I wrote a program using MXNet, which ran fine on CPU but started throwing the following errors on GPU:
File "/home/ubuntu/.local/lib/python3.5/site-packages/mxnet/_ctypes/ndarray.py", line 92, in _imperative_invoke
ctypes.byref(out_stypes)))
File "/home/ubuntu/.local/lib/python3.5/site-packages/mxnet/base.py", line 146, in check_call
raise MXNetError(py_str(_LIB.MXGetLastError()))
mxnet.base.MXNetError: [17:42:11] src/operator/./cudnn_convolution-inl.h:392: Check failed: e == CUDNN_STATUS_SUCCESS (3 vs. 0) cuDNN: CUDNN_STATUS_BAD_PARAM
Stack trace returned 10 entries:
[bt] (0) /home/ubuntu/.local/lib/python3.5/site-packages/mxnet/libmxnet.so(+0x272c4c) [0x7ff356fbac4c]
[bt] (1) /home/ubuntu/.local/lib/python3.5/site-packages/mxnet/libmxnet.so(+0x360d2d2) [0x7ff35a3552d2]
[bt] (2) /home/ubuntu/.local/lib/python3.5/site-packages/mxnet/libmxnet.so(+0x36019cd) [0x7ff35a3499cd]
[bt] (3) /home/ubuntu/.local/lib/python3.5/site-packages/mxnet/libmxnet.so(+0x2374fe4) [0x7ff3590bcfe4]
[bt] (4) /home/ubuntu/.local/lib/python3.5/site-packages/mxnet/libmxnet.so(+0x2300218) [0x7ff359048218]
[bt] (5) /home/ubuntu/.local/lib/python3.5/site-packages/mxnet/libmxnet.so(+0x341955) [0x7ff357089955]
[bt] (6) /home/ubuntu/.local/lib/python3.5/site-packages/mxnet/libmxnet.so(+0x21395c8) [0x7ff358e815c8]
[bt] (7) /home/ubuntu/.local/lib/python3.5/site-packages/mxnet/libmxnet.so(+0x213dfd8) [0x7ff358e85fd8]
[bt] (8) /home/ubuntu/.local/lib/python3.5/site-packages/mxnet/libmxnet.so(+0x2094541) [0x7ff358ddc541]

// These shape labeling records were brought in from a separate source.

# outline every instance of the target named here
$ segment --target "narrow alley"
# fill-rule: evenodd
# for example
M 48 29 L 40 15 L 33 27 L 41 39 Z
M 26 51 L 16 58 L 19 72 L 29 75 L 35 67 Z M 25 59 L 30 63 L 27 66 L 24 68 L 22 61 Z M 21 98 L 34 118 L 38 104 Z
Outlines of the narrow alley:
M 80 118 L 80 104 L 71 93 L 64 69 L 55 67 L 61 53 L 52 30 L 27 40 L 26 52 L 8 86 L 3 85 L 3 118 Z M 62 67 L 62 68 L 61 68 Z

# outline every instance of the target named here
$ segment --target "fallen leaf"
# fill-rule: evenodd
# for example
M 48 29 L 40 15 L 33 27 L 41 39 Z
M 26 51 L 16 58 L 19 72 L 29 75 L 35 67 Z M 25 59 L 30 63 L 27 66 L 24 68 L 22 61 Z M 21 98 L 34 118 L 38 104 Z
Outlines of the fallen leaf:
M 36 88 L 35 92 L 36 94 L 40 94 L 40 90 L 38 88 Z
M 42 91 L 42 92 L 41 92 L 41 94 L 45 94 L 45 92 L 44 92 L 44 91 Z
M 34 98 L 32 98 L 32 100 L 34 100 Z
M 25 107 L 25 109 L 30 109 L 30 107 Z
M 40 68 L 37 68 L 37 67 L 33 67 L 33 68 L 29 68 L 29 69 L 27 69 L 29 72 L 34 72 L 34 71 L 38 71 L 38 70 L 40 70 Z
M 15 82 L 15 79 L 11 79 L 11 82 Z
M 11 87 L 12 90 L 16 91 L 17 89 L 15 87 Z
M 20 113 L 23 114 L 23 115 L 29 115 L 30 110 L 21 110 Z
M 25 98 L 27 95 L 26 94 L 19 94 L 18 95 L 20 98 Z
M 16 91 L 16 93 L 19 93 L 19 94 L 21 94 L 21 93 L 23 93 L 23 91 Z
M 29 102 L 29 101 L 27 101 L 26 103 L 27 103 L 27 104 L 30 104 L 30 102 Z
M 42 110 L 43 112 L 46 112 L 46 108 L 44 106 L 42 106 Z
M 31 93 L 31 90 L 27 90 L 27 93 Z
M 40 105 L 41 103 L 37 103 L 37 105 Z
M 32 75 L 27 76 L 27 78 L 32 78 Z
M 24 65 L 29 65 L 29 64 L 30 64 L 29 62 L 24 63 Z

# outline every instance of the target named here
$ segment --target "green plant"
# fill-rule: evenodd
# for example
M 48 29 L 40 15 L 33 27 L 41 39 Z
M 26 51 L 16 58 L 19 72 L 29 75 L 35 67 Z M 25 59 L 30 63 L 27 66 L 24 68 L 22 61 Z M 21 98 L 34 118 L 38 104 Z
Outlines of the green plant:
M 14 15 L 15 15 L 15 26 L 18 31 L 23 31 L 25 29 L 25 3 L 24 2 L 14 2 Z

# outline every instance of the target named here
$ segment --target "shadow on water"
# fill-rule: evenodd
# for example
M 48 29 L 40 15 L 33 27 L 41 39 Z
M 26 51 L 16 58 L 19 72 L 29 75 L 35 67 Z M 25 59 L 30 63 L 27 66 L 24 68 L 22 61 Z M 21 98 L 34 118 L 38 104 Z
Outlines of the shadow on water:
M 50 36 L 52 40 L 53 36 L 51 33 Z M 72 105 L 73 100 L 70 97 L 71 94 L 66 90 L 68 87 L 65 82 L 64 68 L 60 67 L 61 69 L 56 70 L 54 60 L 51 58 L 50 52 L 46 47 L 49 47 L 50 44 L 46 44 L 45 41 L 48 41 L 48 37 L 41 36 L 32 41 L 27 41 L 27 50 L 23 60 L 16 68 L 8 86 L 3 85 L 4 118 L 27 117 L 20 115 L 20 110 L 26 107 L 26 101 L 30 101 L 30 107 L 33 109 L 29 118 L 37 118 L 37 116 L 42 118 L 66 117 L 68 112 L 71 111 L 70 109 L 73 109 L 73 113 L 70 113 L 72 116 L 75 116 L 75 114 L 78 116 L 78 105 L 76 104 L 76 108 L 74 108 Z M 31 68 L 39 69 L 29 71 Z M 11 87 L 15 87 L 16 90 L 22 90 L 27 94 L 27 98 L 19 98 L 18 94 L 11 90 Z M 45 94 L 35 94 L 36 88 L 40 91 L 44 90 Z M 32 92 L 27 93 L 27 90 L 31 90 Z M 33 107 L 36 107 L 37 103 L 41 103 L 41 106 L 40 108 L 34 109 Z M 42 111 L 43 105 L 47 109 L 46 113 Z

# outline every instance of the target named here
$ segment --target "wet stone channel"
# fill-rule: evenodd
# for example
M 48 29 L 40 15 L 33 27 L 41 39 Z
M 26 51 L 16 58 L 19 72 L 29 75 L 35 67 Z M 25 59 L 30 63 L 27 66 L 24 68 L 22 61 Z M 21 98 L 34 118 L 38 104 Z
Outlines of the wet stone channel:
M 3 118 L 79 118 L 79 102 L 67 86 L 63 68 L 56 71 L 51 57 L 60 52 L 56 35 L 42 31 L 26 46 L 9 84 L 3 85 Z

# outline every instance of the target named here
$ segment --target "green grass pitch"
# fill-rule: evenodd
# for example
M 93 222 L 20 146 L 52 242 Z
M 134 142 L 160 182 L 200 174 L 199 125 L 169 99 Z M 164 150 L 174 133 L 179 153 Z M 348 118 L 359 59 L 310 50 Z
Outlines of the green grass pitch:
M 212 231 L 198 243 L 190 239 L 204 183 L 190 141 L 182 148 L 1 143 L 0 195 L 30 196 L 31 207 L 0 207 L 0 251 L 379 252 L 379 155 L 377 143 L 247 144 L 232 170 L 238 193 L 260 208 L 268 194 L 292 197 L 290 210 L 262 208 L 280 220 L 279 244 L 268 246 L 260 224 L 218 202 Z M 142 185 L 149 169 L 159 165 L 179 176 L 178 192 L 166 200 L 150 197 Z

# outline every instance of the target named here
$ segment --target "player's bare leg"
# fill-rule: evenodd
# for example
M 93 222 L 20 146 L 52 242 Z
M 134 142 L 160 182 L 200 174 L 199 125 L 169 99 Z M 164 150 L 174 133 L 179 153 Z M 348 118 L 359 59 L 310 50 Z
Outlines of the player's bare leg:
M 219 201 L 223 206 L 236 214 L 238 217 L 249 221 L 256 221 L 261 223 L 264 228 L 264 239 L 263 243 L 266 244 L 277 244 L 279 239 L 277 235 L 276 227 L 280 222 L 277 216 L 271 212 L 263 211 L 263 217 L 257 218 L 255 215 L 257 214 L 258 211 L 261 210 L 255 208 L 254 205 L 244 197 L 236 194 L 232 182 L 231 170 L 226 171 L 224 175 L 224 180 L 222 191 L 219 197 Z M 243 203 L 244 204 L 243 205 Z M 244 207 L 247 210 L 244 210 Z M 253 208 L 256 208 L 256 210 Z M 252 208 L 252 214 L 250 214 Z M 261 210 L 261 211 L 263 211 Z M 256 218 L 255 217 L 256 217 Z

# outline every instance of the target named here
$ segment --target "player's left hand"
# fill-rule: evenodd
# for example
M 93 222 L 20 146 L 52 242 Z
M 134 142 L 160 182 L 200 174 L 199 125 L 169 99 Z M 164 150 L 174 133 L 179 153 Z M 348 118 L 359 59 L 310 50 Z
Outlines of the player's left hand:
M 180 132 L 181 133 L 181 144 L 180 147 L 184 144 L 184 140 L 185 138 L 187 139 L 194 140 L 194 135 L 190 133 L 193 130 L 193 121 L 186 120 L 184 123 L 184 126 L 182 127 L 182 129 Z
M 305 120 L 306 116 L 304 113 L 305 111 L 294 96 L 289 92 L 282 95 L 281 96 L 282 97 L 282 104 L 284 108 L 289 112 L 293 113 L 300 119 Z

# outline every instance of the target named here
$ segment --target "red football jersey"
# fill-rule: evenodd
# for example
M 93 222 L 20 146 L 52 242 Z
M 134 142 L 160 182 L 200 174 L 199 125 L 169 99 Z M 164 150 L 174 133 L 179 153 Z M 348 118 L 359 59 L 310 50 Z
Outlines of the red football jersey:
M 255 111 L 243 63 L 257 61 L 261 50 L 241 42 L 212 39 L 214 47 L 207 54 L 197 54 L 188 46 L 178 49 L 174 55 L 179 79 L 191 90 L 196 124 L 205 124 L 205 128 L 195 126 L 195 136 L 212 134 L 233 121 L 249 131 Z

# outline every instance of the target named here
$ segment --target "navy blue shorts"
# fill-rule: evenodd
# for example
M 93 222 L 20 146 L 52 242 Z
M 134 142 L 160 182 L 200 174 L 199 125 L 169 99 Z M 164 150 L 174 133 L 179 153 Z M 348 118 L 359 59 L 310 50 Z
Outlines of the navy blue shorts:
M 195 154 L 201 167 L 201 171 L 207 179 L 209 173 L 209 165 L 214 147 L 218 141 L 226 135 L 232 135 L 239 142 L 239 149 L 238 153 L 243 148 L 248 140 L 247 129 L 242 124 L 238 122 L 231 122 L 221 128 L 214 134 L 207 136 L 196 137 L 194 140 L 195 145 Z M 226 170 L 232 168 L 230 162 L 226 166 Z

[bt] (9) /home/ubuntu/.local/lib/python3.5/site-packages/mxnet/libmxnet.so(MXImperativeInvokeEx+0x63) [0x7ff358ddc8e3]
Here is my output from nvidia-smi
:
+-----------------------------------------------------------------------------+
| NVIDIA-SMI 384.90 Driver Version: 384.90 |
|-------------------------------+----------------------+----------------------+
| GPU Name Persistence-M| Bus-Id Disp.A | Volatile Uncorr. ECC |
| Fan Temp Perf Pwr:Usage/Cap| Memory-Usage | GPU-Util Compute M. |
|===============================+======================+======================|
| 0 Tesla K80 Off | 00000000:00:1E.0 Off | 0 |
| N/A 45C P0 74W / 149W | 0MiB / 11439MiB | 98% Default |
+-------------------------------+----------------------+----------------------+
+-----------------------------------------------------------------------------+
| Processes: GPU Memory |
| GPU PID Type Process name Usage |
|=============================================================================|
| No running processes found |
+-----------------------------------------------------------------------------+
I found a similar issue on the Github: https://github.com/NVIDIA/DIGITS/issues/258
I’m using python 3.5, cuda 8.0, mxnet 0.12.0 on ubuntu 16.04 LTS. Could anyone point how to get around with this error? Thanks.